In a celebrated exploit, he stole financial information from a wastebasket outside the office of the Klan’s Imperial Wizard, Sam Roper, in Atlanta.
The information led the Internal Revenue Service to challenge the group’s status as a charitable organization and demand nearly $700,000 in back taxes. He helped draft the brief that Georgia used to revoke the Klan’s national corporate charter in 1947.
No doubt, Kennedy’s sense of humor helped sustain him during his long career as a self-described “dissident at large.” He founded a rival “Ku Klux Klan” so that he could sue the real Klan for using the name.
In later years, Kennedy was criticized for failing to properly credit other undercover agents in his expose of the Klan. Kennedy was part of a team of three people who infiltrated the Klan, not the lone investigator he described in his most famous book. He admitted to creating a composite character under his own name, arguing that it made a more compelling story.
Kennedy was unrepentant about that decision. His goal was to tell people about the Ku Klux Klan; he was less concerned about the mechanics of telling what he knew. As Bill James notes in his recent book, Popular Crime, non-fiction authors of that era had a lot more leeway to use undeclared fictional devices: “Book writers of the 1940s did many things that would never be tolerated for a modern writer who wished to remain respectable.” Thankfully, the standards for narrative non-fiction are more rigorous today.
Note that exposing the Klan wasn’t an achievement prudent people clamoured to take credit for.
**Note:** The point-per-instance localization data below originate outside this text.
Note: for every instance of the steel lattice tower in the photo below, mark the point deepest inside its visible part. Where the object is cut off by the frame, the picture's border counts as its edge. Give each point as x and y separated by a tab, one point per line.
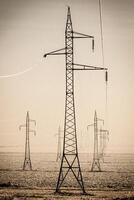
27	165
96	157
103	137
70	159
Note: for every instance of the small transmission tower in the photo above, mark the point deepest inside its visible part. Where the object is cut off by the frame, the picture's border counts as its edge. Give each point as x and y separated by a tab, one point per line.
27	160
96	158
103	138
70	159
59	155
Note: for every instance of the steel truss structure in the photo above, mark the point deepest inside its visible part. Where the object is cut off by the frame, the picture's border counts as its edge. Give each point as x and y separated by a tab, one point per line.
27	165
70	159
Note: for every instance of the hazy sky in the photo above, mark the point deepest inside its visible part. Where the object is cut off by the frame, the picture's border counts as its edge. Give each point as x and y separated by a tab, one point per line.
30	28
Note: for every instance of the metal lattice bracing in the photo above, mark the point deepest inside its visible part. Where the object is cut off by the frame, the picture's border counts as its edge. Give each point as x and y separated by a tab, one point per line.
27	165
70	161
96	156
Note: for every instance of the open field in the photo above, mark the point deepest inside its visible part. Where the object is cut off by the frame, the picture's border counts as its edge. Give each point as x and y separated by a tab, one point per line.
116	181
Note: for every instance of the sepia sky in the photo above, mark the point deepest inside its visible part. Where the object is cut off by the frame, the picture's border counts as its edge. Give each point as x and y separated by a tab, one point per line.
31	28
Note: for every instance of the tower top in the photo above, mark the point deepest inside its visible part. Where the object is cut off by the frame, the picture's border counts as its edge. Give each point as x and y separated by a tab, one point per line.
95	115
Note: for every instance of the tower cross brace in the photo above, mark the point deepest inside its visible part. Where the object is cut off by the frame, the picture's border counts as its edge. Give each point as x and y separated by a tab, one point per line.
27	165
70	159
96	158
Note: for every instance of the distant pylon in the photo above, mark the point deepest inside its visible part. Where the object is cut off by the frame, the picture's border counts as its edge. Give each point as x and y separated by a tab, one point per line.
96	159
70	160
103	142
27	165
59	155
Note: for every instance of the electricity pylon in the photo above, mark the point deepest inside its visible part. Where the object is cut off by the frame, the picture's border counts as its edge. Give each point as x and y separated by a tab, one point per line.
96	159
103	138
70	159
27	165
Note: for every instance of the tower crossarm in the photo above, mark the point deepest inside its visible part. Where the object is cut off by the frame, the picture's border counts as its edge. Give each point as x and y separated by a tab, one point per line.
90	125
77	35
31	120
22	126
81	35
56	52
33	131
87	67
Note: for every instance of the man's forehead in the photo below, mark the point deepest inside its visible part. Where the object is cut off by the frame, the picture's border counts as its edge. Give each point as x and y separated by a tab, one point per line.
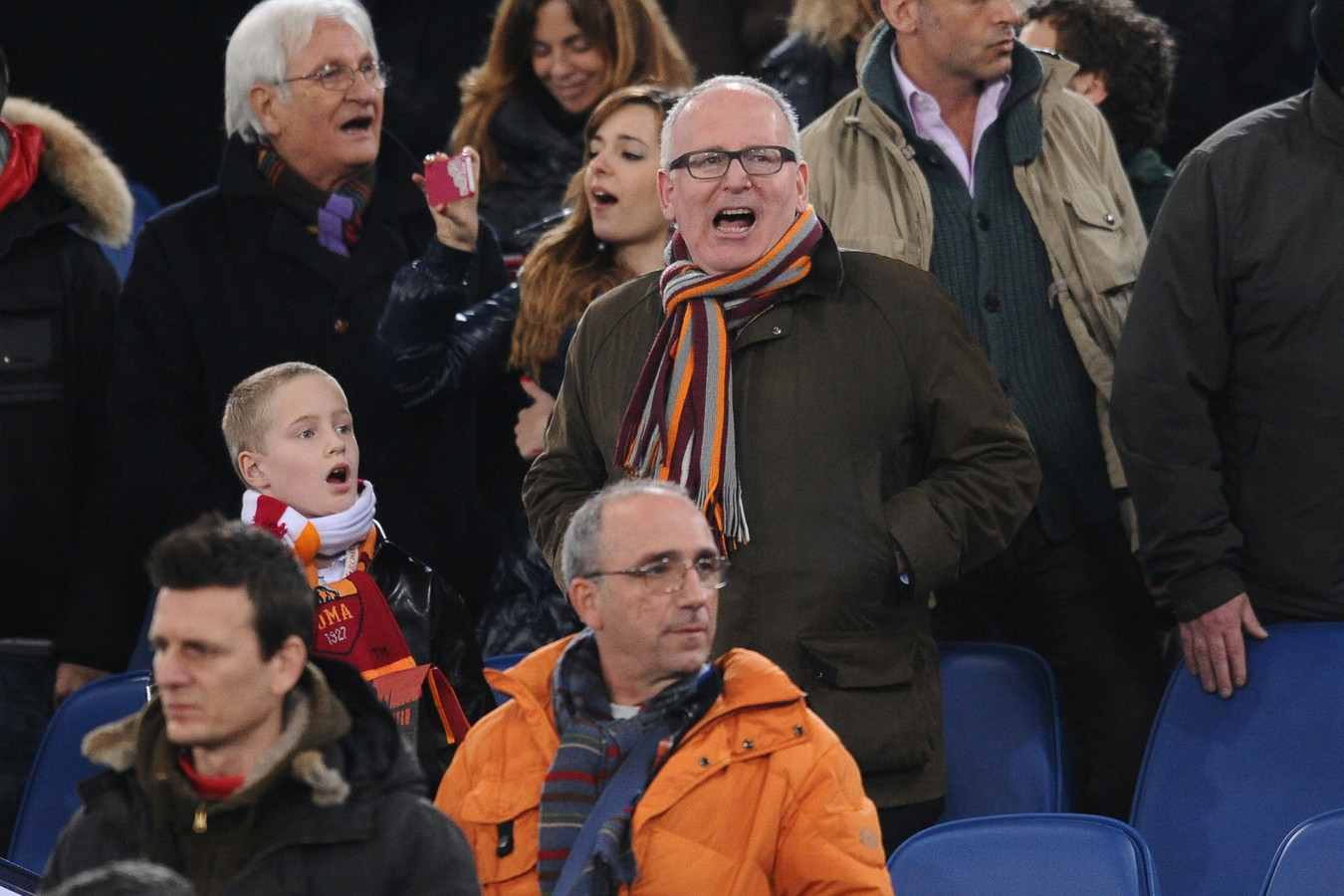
733	111
651	523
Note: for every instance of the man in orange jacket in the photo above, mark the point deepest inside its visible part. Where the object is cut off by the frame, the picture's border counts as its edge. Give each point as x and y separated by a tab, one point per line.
625	762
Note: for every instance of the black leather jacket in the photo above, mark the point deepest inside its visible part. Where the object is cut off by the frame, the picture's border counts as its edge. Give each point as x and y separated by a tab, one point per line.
437	626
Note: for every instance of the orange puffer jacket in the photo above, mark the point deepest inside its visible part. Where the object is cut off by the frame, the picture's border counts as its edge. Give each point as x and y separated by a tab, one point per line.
760	798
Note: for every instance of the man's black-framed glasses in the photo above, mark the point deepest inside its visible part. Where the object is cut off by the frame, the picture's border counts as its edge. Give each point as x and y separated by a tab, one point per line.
667	575
711	164
341	78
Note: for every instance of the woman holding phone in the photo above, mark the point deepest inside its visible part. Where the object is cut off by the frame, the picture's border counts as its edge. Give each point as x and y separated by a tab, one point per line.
454	324
526	105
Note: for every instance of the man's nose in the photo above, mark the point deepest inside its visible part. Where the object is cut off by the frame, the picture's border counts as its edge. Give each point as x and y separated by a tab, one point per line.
737	173
560	64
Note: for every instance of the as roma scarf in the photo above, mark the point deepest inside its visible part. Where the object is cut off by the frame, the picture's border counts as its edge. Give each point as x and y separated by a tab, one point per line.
679	423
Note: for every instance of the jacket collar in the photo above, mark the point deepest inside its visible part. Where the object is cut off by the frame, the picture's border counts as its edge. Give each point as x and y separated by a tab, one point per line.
1325	108
749	680
78	168
1021	119
395	199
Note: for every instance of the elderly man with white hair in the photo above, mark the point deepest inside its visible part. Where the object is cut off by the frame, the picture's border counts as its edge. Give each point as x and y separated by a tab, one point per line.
289	257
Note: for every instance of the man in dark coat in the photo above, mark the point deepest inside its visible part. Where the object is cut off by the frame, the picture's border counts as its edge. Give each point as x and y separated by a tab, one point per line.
254	770
836	422
291	257
58	193
1229	398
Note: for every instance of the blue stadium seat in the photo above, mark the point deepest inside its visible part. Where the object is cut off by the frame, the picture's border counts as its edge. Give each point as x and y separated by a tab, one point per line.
50	798
1225	781
1308	861
1002	729
1024	854
18	880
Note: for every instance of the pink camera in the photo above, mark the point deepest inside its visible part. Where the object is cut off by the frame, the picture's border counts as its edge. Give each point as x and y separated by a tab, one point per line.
449	179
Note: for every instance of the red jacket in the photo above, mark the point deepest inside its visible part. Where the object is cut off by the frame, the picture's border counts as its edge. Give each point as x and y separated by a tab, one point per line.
760	796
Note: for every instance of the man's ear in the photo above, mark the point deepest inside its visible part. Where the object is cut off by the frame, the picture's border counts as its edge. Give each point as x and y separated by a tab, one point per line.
1091	85
583	598
665	196
249	465
287	665
262	100
903	15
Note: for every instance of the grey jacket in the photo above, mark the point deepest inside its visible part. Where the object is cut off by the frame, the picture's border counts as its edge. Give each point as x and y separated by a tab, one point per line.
867	419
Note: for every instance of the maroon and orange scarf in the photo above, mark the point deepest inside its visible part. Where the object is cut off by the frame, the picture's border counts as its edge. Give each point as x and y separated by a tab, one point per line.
679	425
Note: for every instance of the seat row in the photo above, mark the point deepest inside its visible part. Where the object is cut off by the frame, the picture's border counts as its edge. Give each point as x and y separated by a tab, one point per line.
1224	782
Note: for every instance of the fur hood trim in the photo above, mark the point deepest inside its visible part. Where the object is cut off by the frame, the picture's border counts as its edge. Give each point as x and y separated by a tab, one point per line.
114	746
81	169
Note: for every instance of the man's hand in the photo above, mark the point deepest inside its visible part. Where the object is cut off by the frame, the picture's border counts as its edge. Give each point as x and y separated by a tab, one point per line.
1214	646
530	433
70	677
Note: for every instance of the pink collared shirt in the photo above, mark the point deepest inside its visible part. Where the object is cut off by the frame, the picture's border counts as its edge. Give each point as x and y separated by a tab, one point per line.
929	123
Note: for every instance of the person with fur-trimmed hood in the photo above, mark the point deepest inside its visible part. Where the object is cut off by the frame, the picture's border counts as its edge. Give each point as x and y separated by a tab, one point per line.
257	770
60	196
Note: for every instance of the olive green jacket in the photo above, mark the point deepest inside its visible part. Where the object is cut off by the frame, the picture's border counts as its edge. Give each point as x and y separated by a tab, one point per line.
866	183
867	418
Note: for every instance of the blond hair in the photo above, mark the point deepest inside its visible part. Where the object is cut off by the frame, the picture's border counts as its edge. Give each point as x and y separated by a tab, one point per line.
830	22
248	410
633	37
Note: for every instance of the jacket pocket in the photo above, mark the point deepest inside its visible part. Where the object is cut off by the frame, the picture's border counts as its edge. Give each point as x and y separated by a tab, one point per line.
504	848
876	691
1105	246
31	326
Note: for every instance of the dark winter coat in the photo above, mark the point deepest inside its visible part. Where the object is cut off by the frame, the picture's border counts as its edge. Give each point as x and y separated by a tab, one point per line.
541	146
1229	400
867	421
221	287
423	349
57	299
337	807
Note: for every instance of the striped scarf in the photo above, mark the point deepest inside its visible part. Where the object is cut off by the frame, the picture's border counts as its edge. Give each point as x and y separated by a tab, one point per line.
335	218
679	423
593	745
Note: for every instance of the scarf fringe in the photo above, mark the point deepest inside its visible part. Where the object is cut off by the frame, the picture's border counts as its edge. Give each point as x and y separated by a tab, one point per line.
679	423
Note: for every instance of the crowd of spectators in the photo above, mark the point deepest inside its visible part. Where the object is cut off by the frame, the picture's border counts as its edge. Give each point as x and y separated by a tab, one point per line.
960	323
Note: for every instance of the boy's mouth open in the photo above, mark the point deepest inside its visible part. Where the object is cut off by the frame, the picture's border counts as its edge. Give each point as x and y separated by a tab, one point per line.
734	220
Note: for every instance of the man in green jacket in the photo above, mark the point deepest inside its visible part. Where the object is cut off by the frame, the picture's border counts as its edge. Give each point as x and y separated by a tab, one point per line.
963	152
828	411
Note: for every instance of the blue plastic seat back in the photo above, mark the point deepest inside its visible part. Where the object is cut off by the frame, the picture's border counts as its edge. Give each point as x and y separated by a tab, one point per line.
1225	781
15	879
1002	730
1024	854
1310	858
50	798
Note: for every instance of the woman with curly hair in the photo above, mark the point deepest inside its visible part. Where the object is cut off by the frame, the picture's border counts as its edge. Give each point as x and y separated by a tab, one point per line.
449	328
525	108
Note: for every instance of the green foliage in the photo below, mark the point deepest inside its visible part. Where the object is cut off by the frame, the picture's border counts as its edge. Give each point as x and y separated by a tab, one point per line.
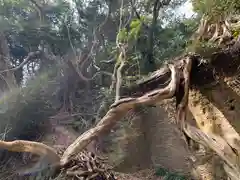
25	112
216	9
169	175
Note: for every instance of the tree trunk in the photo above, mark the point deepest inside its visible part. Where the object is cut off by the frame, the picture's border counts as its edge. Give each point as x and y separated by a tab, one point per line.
8	81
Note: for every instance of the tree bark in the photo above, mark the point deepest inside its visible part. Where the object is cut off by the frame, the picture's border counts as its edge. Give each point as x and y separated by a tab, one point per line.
8	81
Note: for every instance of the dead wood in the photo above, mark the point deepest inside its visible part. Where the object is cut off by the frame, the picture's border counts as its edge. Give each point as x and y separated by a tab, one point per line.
169	81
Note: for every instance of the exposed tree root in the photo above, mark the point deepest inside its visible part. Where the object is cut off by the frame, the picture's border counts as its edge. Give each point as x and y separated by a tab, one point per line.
172	80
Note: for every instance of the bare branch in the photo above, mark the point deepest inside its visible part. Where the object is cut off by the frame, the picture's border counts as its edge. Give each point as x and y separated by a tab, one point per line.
117	111
30	56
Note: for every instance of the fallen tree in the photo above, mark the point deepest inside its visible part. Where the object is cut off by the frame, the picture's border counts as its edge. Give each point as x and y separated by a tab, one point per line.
173	80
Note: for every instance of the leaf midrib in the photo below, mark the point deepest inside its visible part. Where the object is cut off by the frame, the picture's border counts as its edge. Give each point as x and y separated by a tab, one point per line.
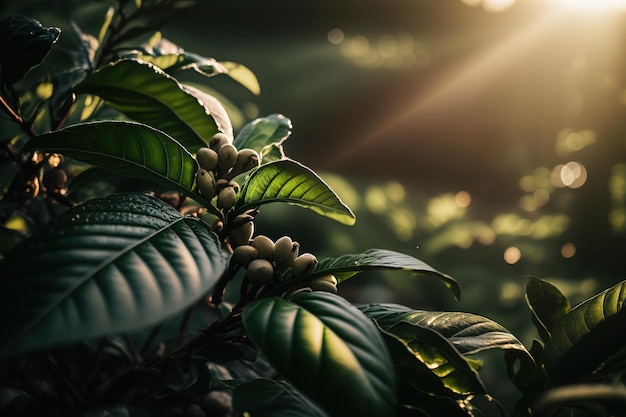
85	278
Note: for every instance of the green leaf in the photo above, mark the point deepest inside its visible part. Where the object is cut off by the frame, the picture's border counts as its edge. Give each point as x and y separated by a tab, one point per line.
265	135
588	335
291	182
428	346
146	94
107	266
546	304
128	149
468	333
327	349
272	398
24	44
346	266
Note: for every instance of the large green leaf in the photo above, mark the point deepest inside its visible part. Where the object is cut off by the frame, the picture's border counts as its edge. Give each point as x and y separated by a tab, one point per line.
327	349
264	134
128	149
291	182
146	94
346	266
107	266
428	346
468	333
272	398
546	304
588	335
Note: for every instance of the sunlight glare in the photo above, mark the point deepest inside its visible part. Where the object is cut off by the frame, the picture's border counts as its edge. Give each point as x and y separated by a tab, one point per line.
592	5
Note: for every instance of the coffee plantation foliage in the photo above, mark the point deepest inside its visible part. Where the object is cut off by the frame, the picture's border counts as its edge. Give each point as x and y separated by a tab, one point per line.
133	280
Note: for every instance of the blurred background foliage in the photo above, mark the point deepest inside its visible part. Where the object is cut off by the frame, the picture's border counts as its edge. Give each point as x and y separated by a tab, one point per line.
485	137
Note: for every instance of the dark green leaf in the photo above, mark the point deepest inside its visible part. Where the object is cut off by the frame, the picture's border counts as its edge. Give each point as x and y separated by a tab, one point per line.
546	304
291	182
243	76
128	149
586	336
327	349
24	44
469	333
146	94
107	266
413	376
265	135
346	266
272	398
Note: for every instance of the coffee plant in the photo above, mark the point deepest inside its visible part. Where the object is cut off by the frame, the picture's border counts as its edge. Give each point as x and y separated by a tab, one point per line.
133	281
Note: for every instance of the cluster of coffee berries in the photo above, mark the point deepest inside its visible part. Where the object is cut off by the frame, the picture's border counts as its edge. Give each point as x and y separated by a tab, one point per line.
220	162
266	261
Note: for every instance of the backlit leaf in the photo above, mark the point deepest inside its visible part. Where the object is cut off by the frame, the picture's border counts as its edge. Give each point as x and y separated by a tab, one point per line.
327	349
128	149
468	333
146	94
427	346
546	304
291	182
346	266
591	333
265	135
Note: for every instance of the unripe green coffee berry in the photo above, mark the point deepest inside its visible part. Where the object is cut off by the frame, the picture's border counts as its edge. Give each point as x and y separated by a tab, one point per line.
219	139
226	157
285	252
260	272
241	235
246	160
264	245
206	183
207	158
304	264
244	254
226	198
326	283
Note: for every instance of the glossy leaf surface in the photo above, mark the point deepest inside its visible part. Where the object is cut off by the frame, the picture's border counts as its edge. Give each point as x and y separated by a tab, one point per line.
126	148
24	43
272	398
546	304
146	94
327	349
586	336
346	266
427	346
263	133
107	266
468	333
291	182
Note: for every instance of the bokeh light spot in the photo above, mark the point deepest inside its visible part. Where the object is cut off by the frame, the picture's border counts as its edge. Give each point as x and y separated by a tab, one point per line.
336	36
376	200
395	191
512	255
463	199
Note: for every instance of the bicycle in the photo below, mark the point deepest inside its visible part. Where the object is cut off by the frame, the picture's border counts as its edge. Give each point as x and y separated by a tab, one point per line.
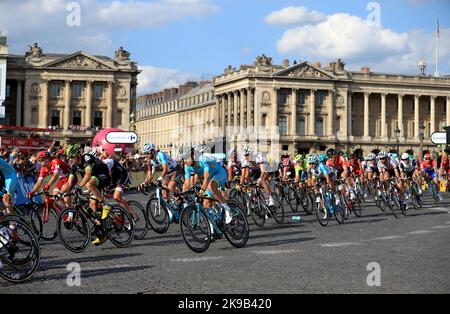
75	233
200	226
18	263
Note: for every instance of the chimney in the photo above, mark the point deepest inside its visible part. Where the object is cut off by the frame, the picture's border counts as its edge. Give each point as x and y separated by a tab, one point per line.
365	70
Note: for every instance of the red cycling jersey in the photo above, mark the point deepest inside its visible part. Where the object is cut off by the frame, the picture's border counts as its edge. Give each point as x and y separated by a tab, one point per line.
56	166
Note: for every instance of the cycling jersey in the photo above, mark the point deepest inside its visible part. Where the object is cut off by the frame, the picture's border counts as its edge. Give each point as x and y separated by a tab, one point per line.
9	177
390	164
411	166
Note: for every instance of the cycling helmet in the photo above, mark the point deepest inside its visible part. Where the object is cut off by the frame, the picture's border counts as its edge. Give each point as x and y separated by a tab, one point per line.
331	152
298	158
312	159
73	150
247	150
43	155
322	158
405	156
148	148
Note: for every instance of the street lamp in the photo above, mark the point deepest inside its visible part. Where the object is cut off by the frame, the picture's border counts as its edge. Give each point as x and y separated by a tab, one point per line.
421	129
397	134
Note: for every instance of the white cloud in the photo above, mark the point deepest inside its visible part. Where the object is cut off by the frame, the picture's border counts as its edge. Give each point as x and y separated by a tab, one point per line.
153	79
44	21
360	43
294	15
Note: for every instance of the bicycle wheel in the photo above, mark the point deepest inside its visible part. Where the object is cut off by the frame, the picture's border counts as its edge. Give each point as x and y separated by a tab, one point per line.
73	230
19	261
195	229
119	226
158	216
139	216
237	231
49	232
277	209
257	210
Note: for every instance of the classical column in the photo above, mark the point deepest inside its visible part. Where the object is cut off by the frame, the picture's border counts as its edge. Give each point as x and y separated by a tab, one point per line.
349	114
448	110
43	110
383	116
109	105
249	108
88	114
19	103
330	116
67	101
312	113
400	115
416	116
294	112
432	114
242	110
366	114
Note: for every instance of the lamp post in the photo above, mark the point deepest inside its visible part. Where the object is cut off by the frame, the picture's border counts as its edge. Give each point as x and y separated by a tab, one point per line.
397	134
421	129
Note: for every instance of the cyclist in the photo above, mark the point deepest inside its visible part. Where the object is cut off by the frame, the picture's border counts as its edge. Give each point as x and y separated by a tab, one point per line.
389	168
95	176
214	177
58	169
429	170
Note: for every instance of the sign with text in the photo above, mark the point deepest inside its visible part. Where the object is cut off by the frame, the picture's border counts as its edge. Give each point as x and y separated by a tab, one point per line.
439	137
121	137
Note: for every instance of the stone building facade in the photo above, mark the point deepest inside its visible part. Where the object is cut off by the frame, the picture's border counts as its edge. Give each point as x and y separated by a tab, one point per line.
76	94
309	105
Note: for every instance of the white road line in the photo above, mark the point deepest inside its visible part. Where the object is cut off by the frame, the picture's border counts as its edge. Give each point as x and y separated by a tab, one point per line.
388	238
339	244
196	259
272	252
420	232
440	227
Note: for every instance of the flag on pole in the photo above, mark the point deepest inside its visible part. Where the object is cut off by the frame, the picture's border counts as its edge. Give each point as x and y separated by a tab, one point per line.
437	26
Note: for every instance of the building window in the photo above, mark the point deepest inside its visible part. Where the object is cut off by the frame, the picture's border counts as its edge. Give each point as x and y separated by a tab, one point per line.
301	97
119	117
319	126
34	116
76	117
98	91
320	97
98	119
56	89
77	89
301	128
282	124
54	118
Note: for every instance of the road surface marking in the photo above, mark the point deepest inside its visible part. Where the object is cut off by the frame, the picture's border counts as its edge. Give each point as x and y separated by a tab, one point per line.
420	232
389	238
339	244
440	227
196	259
271	252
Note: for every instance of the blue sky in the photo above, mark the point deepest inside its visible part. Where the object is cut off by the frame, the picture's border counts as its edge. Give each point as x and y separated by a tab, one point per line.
175	40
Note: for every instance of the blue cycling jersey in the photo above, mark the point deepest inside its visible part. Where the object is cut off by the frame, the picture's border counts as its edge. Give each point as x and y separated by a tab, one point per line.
10	176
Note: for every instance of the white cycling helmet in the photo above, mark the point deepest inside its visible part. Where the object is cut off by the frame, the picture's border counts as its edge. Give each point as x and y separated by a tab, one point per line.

One of Kennedy’s team members was a Klan defector turned labor organizer, a man who might have been reluctant to share the spotlight.
In any event, Kennedy produced voluminous documentation to support the claims he made about the Klan. There’s no question that he helped infiltrate the group and did great harm to the organization by holding its secretive rituals up for ridicule.
Stetson Kennedy deserves to be remembered for his bravery and his contributions to American journalism, even if his storytelling devices wouldn’t pass muster today.